Although there are more and more bouldering gyms in the city nowadays, it is perfectly fine to start climbing on natural rocks if you have never been to a man-made gym before. However, artificial walls are effective for practicing climbing moves, and you will improve much faster if you go to them.

This was my first attempt at climbing. Unfortunately, I didn’t make it to the top, but it was fun! I can see why people get addicted to it.

I also had the opportunity to try rock climbing for the first time in my life at Horui-iwa, and I felt that it’s not impossible to challenge yourself if you have a reliable instructor and friends to go with you. Of course, ropes, harnesses, and helmets are a must, and it goes without saying that you must be safety conscious.

The participants climbed easily to the top of the route. I want to climb like this someday.

“There are various grades of routes, so you can enjoy this sport for the rest of your life if you do it according to your level and age. For example, there are a lot of people who start when they are middle-aged or older.”

Climbing + Short Trip

“Like me, I recommend combining travel with climbing. Climbing is a great way to travel to places you don’t know, and it’s a pleasure to experience the local culture and delicious foods along with climbing.”
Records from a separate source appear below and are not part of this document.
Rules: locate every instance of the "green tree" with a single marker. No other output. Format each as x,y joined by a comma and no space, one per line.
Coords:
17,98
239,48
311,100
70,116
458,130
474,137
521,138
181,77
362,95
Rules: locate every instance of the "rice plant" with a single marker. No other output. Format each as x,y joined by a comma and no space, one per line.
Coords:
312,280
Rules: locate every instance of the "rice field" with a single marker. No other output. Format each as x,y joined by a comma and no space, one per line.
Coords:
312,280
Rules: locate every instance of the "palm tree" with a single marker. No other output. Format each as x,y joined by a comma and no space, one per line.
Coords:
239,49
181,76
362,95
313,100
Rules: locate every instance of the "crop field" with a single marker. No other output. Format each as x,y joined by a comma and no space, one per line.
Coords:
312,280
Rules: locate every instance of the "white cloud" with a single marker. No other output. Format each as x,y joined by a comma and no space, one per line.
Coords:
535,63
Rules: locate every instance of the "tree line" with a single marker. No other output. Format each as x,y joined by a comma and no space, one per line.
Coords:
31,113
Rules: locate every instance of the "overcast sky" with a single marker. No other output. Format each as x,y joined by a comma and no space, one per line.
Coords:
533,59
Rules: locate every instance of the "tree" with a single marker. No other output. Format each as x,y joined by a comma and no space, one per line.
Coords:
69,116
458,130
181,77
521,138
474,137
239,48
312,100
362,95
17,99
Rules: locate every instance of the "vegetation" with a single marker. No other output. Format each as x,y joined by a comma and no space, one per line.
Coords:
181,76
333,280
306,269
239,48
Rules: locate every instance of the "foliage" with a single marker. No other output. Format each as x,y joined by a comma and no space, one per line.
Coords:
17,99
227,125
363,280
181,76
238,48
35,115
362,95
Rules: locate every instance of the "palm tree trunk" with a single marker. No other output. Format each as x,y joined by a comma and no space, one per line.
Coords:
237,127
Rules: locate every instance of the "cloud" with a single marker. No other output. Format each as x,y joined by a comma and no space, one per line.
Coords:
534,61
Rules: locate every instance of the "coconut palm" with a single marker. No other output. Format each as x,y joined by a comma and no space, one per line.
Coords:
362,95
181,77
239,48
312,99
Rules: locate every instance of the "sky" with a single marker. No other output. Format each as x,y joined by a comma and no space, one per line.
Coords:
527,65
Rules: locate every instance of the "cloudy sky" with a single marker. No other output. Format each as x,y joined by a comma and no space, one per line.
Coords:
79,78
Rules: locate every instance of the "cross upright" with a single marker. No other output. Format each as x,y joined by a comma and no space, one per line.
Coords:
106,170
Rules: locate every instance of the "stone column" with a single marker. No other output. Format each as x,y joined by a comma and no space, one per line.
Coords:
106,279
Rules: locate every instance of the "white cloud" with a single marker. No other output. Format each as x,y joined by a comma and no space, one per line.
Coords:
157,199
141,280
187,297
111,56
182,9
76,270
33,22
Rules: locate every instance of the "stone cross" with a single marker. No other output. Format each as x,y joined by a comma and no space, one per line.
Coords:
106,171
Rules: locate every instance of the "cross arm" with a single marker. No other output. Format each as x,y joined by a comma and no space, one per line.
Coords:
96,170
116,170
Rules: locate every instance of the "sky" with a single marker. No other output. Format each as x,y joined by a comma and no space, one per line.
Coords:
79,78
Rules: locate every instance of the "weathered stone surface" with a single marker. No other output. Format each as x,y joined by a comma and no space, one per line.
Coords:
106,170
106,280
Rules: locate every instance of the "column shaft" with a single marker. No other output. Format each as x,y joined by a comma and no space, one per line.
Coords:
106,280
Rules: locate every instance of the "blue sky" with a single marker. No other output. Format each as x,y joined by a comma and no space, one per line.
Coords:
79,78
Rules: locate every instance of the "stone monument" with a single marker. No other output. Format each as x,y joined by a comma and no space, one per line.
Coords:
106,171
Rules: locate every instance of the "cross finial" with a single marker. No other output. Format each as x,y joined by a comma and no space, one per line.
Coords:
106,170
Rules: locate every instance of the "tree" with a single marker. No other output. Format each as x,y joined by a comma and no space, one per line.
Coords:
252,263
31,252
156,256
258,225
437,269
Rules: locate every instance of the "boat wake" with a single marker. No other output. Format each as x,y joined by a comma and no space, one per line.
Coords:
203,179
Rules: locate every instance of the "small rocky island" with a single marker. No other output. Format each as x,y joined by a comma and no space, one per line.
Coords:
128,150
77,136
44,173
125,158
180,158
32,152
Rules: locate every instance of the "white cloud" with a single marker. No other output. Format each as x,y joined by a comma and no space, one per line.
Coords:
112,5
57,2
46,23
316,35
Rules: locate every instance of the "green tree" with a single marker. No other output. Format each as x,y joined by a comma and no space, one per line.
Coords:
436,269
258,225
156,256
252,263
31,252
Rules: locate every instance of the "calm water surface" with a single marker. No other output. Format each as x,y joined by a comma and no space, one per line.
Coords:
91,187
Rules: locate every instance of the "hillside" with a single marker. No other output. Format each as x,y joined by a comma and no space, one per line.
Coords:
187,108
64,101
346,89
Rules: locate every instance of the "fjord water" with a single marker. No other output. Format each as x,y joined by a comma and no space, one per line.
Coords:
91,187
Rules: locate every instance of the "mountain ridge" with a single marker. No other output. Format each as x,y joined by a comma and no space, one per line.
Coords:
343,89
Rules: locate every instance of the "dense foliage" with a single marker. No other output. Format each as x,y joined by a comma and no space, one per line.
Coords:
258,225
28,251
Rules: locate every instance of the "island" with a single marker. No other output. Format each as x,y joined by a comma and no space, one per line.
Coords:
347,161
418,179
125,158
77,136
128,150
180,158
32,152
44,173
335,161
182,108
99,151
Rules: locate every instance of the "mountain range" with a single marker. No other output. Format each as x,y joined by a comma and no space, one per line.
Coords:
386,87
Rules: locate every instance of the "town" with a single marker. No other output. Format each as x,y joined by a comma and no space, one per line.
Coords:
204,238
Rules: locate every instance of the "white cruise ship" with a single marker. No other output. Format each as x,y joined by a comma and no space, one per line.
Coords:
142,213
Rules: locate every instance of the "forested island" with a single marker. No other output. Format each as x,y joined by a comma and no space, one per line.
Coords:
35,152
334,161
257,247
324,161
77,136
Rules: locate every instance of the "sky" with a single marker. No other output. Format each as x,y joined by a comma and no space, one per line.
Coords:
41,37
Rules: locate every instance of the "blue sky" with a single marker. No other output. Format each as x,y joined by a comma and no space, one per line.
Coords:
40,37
Mr. Naruse returned to his usual base in Nakatsugawa City, Gifu Prefecture, after completing the five-day school, but there are excellent climbing instructors in Kobe as well. We met up with the instructor at 6:00 a.m. and enjoyed climbing rocks from 8:30. Then went to work. I heard that there are people in Kobe who enjoy climbing like that.

As I mentioned in the text, there is nothing to be afraid of if you go with a guide after ensuring your safety, but it is still a dangerous place to go if you are just curious. In fact, there have been reports of fatal accidents due to slips and falls. Do not be a nuisance to other climbers. Please be prepared and do so at your own risk.